# Automatic seat belt won't retract.... Grrrr



## nubieh4x0r (Jun 11, 2005)

This morning I started up my 94 Sentra XE, and the automatic seat belt should retract and go over my body. However, when it was sliding toward me, the metal wire which pulls the belt came out. So, I turned my car off and it seemed as if the wire was stuck on something. I took off both the upper and the lower panels so that I could see the entire construction of the automatic seat belt system. There is a thing that's supposed to spin and bring the wire in, therefore, causing the seat belt to retract. Trying to understand the system better, I put my key in and turned it all the way without starting the car up. I did this several times, and I also noticed that a ticking noise was coming from a metal box right under my rear window (in my trunk) Wondering if there's a connection. Not really figuring anything out, I put panels back on, and now, the wire doesn't even make any noise at all when I open or close the door. Any help would be awesome, thanks.


----------



## BORNGEARHEAD (Apr 30, 2002)

Nissan vehicles have a lifetime warranty on seatbelts. Go to the Nissan dealer and make an appointment.
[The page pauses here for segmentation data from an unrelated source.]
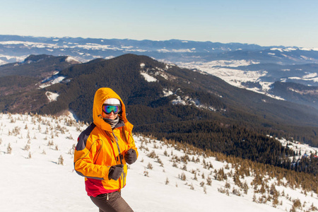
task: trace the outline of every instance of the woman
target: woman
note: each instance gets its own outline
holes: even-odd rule
[[[85,177],[87,194],[100,211],[133,211],[120,194],[126,184],[126,163],[138,157],[125,105],[112,89],[100,88],[94,97],[93,118],[78,139],[75,170]]]

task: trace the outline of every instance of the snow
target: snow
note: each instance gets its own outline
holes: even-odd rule
[[[67,61],[68,63],[80,63],[79,61],[78,61],[77,59],[76,59],[75,58],[69,56],[66,57],[66,59],[65,59],[66,61]]]
[[[49,99],[49,102],[57,100],[57,98],[59,95],[58,93],[52,93],[49,91],[45,92],[45,95],[47,95],[47,98]]]
[[[98,211],[86,195],[84,178],[73,170],[73,146],[86,124],[66,116],[11,114],[0,114],[0,122],[1,211],[20,211],[21,206],[26,212]],[[225,172],[235,172],[230,163],[213,157],[204,158],[188,151],[187,155],[190,158],[199,160],[185,164],[175,159],[186,155],[177,145],[141,135],[134,135],[134,138],[139,156],[134,164],[129,166],[127,184],[122,194],[134,211],[254,212],[289,211],[291,208],[293,202],[285,196],[279,196],[282,205],[278,204],[277,208],[273,208],[271,201],[252,201],[252,177],[240,179],[247,181],[249,187],[246,194],[241,191],[239,196],[231,192],[236,187],[232,179],[228,179],[231,187],[229,195],[219,192],[218,189],[225,188],[226,182],[215,179],[213,172],[220,168],[224,168]],[[53,145],[49,146],[51,142]],[[9,143],[11,154],[7,153]],[[153,151],[155,157],[151,156]],[[61,155],[63,165],[59,164]],[[213,167],[204,167],[204,160]],[[152,165],[152,169],[148,168],[148,164]],[[181,169],[184,165],[187,170]],[[197,179],[193,172],[196,173]],[[185,175],[186,179],[179,179],[180,175]],[[205,185],[206,194],[199,184],[208,177],[212,178],[212,185]],[[275,181],[264,177],[264,181],[268,181],[269,185]],[[191,185],[194,189],[190,189]],[[300,189],[281,185],[276,187],[280,192],[284,191],[292,200],[299,199],[302,203],[305,201],[302,211],[307,211],[312,204],[318,206],[315,193],[307,192],[306,195]]]
[[[149,74],[148,74],[146,72],[141,72],[140,74],[141,74],[146,79],[147,82],[152,83],[157,81],[157,79]]]
[[[61,83],[65,78],[65,76],[56,76],[57,74],[57,73],[54,73],[50,78],[43,81],[42,84],[41,84],[39,87],[40,88],[49,87],[53,84]]]

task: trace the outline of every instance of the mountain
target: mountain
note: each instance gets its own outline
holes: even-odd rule
[[[0,98],[0,102],[13,105],[2,111],[61,114],[70,110],[90,122],[95,90],[110,87],[126,102],[135,131],[158,139],[288,169],[294,167],[285,155],[294,152],[266,135],[313,146],[318,142],[317,112],[313,108],[240,89],[217,77],[146,56],[125,54],[74,64],[37,86],[42,95],[27,93],[32,100],[25,104]]]
[[[70,57],[30,55],[22,62],[0,66],[0,107],[2,111],[35,111],[49,99],[42,89],[58,79],[61,70],[79,62]],[[41,85],[41,88],[39,86]],[[47,94],[47,95],[46,95]]]
[[[30,54],[69,55],[81,62],[125,54],[146,55],[179,67],[220,77],[232,86],[271,98],[318,108],[314,97],[271,90],[277,82],[317,86],[318,49],[241,43],[0,35],[0,64],[22,61]],[[310,88],[308,88],[310,90]],[[288,98],[285,98],[288,97]]]
[[[86,124],[46,114],[0,117],[2,211],[21,206],[26,212],[96,211],[73,170],[73,149]],[[122,195],[135,211],[317,211],[311,175],[141,134],[134,139],[139,156]]]

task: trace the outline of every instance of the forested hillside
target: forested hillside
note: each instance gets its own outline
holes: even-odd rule
[[[148,57],[98,59],[64,69],[56,76],[63,80],[40,90],[58,94],[57,100],[33,112],[71,110],[90,122],[95,92],[110,87],[126,104],[136,132],[288,168],[293,152],[266,135],[318,145],[317,110]]]

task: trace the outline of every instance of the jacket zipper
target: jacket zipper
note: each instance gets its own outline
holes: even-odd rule
[[[113,130],[112,130],[112,136],[114,136],[114,138],[115,139],[115,141],[116,141],[116,144],[117,145],[117,148],[118,148],[118,153],[119,154],[119,159],[120,159],[120,164],[123,164],[122,163],[122,158],[123,158],[123,157],[122,157],[122,153],[120,153],[120,148],[119,148],[119,145],[118,144],[118,139],[117,139],[117,137],[116,137],[116,136],[114,135],[114,131]],[[120,176],[120,184],[119,184],[119,189],[122,189],[122,186],[124,186],[124,179],[125,179],[125,173],[124,173],[124,170],[122,171],[122,175]]]

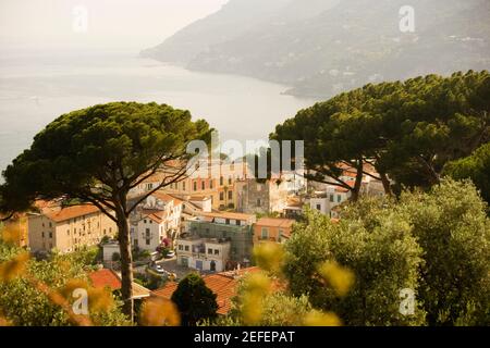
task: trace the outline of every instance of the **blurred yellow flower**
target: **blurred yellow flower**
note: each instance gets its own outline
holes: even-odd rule
[[[246,293],[242,297],[242,320],[245,325],[258,325],[262,319],[264,296],[257,293]]]
[[[245,277],[241,297],[241,313],[245,325],[257,325],[260,322],[262,300],[271,289],[272,281],[265,272],[252,273]]]
[[[139,323],[143,326],[179,326],[181,315],[172,301],[150,298],[143,303]]]
[[[260,269],[279,274],[284,262],[284,249],[277,243],[261,243],[254,248],[254,259]]]
[[[88,288],[88,308],[90,312],[105,312],[115,306],[109,288]]]
[[[355,282],[354,273],[334,261],[323,262],[318,272],[340,297],[347,295]]]
[[[28,252],[22,252],[12,260],[0,263],[0,282],[10,282],[24,275],[28,260]]]
[[[16,225],[8,225],[1,229],[0,237],[3,241],[8,244],[20,246],[20,240],[22,238],[22,231]]]
[[[342,322],[334,313],[310,311],[303,320],[305,326],[341,326]]]
[[[0,327],[10,326],[10,325],[11,325],[11,323],[7,319],[4,319],[3,316],[0,316]]]

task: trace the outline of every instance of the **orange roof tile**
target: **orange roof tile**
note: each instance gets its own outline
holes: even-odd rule
[[[293,224],[294,224],[294,220],[275,219],[275,217],[262,217],[262,219],[259,219],[256,223],[257,226],[282,227],[282,228],[289,228]]]
[[[112,291],[121,289],[121,276],[112,270],[101,269],[88,274],[95,288],[109,287]],[[148,297],[150,290],[133,282],[133,298]]]
[[[96,288],[110,287],[112,290],[121,288],[121,281],[112,270],[101,269],[89,273],[88,277],[91,281],[91,285]]]
[[[210,212],[210,213],[201,212],[199,214],[201,216],[207,216],[207,217],[221,217],[221,219],[231,219],[231,220],[249,220],[249,219],[255,216],[255,215],[252,215],[252,214],[235,213],[235,212],[224,212],[224,211]]]
[[[79,217],[100,212],[100,210],[93,204],[73,206],[63,208],[59,211],[45,212],[45,215],[54,222],[63,222],[70,219]]]

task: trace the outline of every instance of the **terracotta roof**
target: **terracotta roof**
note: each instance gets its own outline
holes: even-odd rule
[[[170,201],[173,200],[173,204],[174,206],[182,204],[182,200],[180,200],[175,196],[170,196],[170,195],[168,195],[166,192],[162,192],[162,191],[156,191],[156,192],[151,194],[151,196],[157,198],[157,199],[163,200],[166,202],[170,202]]]
[[[156,223],[160,224],[163,222],[167,217],[169,217],[169,213],[164,210],[149,210],[145,209],[143,210],[143,219],[151,219]]]
[[[258,268],[242,269],[237,272],[223,272],[211,275],[205,275],[203,279],[206,286],[217,295],[218,314],[226,314],[231,310],[232,298],[236,296],[238,281],[242,276],[250,272],[258,272]],[[154,296],[170,299],[173,291],[177,288],[177,283],[167,283],[161,289],[155,290]]]
[[[121,281],[112,270],[101,269],[89,273],[88,277],[91,281],[91,285],[96,288],[110,287],[112,290],[121,288]]]
[[[221,219],[231,219],[231,220],[249,220],[255,216],[252,214],[224,212],[224,211],[210,212],[210,213],[201,212],[201,213],[199,213],[199,215],[207,216],[207,217],[221,217]]]
[[[203,202],[203,201],[206,201],[206,200],[210,200],[210,198],[207,197],[207,196],[192,196],[192,197],[188,198],[188,200],[189,201],[195,201],[195,202]]]
[[[274,217],[262,217],[262,219],[259,219],[256,223],[257,226],[282,227],[282,228],[289,228],[293,224],[294,224],[294,220],[274,219]]]
[[[101,269],[88,274],[91,285],[96,288],[109,287],[112,291],[121,288],[121,276],[112,270]],[[133,282],[133,298],[149,297],[150,290]]]
[[[54,222],[63,222],[70,219],[79,217],[100,212],[100,210],[93,204],[73,206],[63,208],[58,211],[45,212],[45,215]]]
It won't cost you a dime.


----------



## nubieh4x0r (Jun 11, 2005)

Any Nissan dealer?


----------



## smileyjuggalo (Aug 4, 2004)

yup, any. like he said-lifetime.


----------



## Ejz2000 (Jan 9, 2006)

*want to bet*



smileyjuggalo said:


> yup, any. like he said-lifetime.


went to nissan. and they won't fix it free. cost me $120.00 a side. going to have to call the company and se about that one,,, thanks for the info.


----------